Urbanliner: Verkehrswende mit Stützpfeiler
Der neue XXL-Tram der BVG sollte eigentlich zeigen, wie moderner Nahverkehr aussieht: fast 51 Meter lang, Platz für bis zu 312 Fahrgäste, mehr Raum, mehr Komfort, weniger Autoverkehr. Auf dem Papier klang das nach Zukunft. Auf der Strecke M4 sollte er am 16. Februar erstmals offiziell rollen.
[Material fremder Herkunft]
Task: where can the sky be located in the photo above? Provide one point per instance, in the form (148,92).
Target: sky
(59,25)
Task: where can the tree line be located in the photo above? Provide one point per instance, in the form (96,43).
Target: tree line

Dann wurde die Premierenfahrt kurzfristig abgesagt. Nicht wegen fehlender Fahrgäste, sondern wegen der Infrastruktur. Plötzlich stand die Frage im Raum, ob Tunnel und Bauwerke auf der Strecke den neuen Koloss überhaupt zuverlässig tragen.
Jetzt sollen Tunnel der U2 und U5 zusätzlich abgestützt werden. Eine zusätzliche Stütze pro Tunnel — dann könnte der Urbanliner vielleicht im Sommer endlich fahren.
So sieht Planung inzwischen aus: Erst bestellt man den längsten Tramzug der Stadtgeschichte, dann merkt man, dass die Stadt darunter vielleicht nicht mitspielt.
Der Urbanliner sollte ein Symbol der Verkehrswende werden. Im Moment ist er eher ein ziemlich langer Hinweis darauf, dass man Zukunft nicht einfach auf alte Brücken, alte Tunnel und alte Rechnungen stellen kann.